Vorsichtig stoße ich die Glastür, die in das Innere eines kleinen abgelegenen Cafés führt, auf. Scheinbar wollte Shawn für das Gespräch einen neutralen Boden schaffen.

So gut wie niemand sitzt an den Tischen. Zwei ältere Paare mache ich in der Mitte des Raumes aus. Dann erblicke ich seinen Hinterkopf ganz in der Ecke. Seine Haare stehen in wilden Wirbeln ab.

Ohne etwas zu sagen, setze ich mich gegenüber von Shawn auf einen roten Sessel. "Schön, dass du gekommen bist", begrüßt mich der Junge. Auf seinen Lippen liegt ein unsicheres Lächeln.

"Victoria? Ich kann mir gut vorstellen, dass du jetzt sauer bist, aber...", setzt er an. "Ich bin nicht sauer", unterbreche ich ihn jedoch.

"Nicht?", fragt der Braunhaarige erstaunt. "Nein", schüttel ich meinen Kopf, "es ist dein Leben und deine Entscheidung, wem du was erzählst. Ich war vorhin lediglich überrascht, dass ich es mit einem Weltstar zu tun habe."
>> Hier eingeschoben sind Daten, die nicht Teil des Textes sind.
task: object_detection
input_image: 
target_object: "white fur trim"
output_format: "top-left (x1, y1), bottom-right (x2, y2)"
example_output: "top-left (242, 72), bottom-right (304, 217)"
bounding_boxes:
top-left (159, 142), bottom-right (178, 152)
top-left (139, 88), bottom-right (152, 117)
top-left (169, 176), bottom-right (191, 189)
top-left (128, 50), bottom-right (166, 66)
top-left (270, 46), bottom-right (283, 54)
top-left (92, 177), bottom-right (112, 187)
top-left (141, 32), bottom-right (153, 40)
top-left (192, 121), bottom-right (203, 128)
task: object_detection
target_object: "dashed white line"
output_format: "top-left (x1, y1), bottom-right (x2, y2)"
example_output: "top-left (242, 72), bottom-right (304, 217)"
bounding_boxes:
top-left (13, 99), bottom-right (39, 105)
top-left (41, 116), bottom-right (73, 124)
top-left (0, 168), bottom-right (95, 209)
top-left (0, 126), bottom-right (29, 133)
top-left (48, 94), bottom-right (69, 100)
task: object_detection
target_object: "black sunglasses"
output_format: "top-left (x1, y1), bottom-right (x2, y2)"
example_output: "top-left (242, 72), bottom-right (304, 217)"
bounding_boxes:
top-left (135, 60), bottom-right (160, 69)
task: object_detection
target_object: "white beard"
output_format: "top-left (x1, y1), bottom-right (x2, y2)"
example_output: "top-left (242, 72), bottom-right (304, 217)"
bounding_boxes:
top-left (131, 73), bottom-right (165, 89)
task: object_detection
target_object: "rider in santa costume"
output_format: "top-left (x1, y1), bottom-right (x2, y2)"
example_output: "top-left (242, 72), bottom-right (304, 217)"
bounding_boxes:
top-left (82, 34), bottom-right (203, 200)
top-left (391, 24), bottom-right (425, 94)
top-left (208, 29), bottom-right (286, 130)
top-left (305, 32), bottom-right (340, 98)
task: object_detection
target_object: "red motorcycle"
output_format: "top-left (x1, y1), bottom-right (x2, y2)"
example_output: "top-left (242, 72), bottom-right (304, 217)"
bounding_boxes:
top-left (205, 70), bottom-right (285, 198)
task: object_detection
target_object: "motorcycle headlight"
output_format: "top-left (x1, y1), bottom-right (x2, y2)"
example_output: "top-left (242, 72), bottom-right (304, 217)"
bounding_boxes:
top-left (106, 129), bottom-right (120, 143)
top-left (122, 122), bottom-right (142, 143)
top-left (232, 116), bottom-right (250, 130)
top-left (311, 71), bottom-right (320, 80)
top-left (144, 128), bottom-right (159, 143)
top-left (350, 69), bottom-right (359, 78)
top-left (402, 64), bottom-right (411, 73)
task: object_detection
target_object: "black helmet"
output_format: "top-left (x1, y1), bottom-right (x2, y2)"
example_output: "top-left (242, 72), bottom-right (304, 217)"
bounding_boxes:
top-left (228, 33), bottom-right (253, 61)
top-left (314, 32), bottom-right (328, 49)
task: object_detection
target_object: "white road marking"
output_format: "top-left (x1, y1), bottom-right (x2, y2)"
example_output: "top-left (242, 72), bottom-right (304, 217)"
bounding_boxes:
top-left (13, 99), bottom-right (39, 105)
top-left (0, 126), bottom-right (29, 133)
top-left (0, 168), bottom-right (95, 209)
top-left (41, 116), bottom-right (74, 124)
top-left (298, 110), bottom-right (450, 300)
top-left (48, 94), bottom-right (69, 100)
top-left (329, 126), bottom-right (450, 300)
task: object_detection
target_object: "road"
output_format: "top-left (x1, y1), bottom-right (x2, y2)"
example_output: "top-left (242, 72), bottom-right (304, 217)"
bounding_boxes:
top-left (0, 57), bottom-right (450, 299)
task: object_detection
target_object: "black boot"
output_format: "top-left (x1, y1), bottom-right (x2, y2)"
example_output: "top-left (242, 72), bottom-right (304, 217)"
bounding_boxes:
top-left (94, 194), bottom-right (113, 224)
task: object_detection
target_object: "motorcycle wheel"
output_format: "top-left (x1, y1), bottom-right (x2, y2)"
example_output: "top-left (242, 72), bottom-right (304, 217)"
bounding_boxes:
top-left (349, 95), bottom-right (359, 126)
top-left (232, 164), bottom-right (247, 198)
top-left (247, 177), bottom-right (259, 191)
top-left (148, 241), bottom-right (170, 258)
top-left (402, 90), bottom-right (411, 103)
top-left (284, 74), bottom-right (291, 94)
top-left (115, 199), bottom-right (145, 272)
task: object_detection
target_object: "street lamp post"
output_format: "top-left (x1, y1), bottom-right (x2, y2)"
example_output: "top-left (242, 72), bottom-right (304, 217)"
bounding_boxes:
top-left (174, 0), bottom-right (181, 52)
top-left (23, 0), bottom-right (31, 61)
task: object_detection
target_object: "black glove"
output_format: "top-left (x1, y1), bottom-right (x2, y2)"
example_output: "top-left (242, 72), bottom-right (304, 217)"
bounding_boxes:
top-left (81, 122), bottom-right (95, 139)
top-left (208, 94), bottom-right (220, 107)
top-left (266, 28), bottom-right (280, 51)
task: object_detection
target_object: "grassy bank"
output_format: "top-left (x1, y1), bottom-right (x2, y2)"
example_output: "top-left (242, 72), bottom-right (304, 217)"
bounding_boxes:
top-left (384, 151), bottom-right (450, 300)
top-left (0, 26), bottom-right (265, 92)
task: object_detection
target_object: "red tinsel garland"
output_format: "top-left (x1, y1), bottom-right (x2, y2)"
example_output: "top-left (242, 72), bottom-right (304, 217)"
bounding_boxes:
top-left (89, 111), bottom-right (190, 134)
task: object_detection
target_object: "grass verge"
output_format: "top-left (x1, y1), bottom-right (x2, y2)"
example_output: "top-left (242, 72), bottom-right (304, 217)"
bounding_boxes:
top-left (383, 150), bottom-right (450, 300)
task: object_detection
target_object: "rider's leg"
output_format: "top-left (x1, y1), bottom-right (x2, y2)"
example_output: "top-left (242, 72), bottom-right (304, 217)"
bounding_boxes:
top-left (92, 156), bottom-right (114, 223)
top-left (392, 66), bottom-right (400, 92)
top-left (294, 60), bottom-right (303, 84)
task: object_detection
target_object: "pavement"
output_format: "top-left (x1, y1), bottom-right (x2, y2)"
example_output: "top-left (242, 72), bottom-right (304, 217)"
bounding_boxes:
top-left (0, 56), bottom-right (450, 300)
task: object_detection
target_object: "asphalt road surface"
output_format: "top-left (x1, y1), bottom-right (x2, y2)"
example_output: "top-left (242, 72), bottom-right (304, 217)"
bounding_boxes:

Shawn schiebt mir eine große Tasse Cappuccino rüber. Leicht erröte ich, da er sich tatsächlich gemerkt hat, dass dies mein Lieblingskaffee ist. "Und ich war beschämt, weil ich dich nicht erkannt habe. Das muss doch eine Enttäuschung für dich gewesen sein", füge ich hinzu.

"Nein, ich bin nicht enttäuscht. Ich muss zugeben, ich war überrascht, als du mich nach meinem Namen gefragt hast. Da ich irgendwie davon ausgegangen bin, dass du mich kennst. Aber im Nachhinein betrachtet, kann ich dir dafür gar nicht genug danken."

"Mir danken?", ziehe ich eine Augenbraue hoch. Nachdem ich mir sicher bin, dass der Kaffee bereits abgekühlt ist, trinke ich einige Schlücke.

"Du weißt gar nicht, wie schwer es ist neue Leute kennen zu lernen. Natürlich treffe ich viele Menschen und mache unglaubliche Erfahrungen, aber nur mit wenigen, die ich auf meinen Reisen treffe, kann ich eine engere Bindung aufbauen", erklärt Shawn.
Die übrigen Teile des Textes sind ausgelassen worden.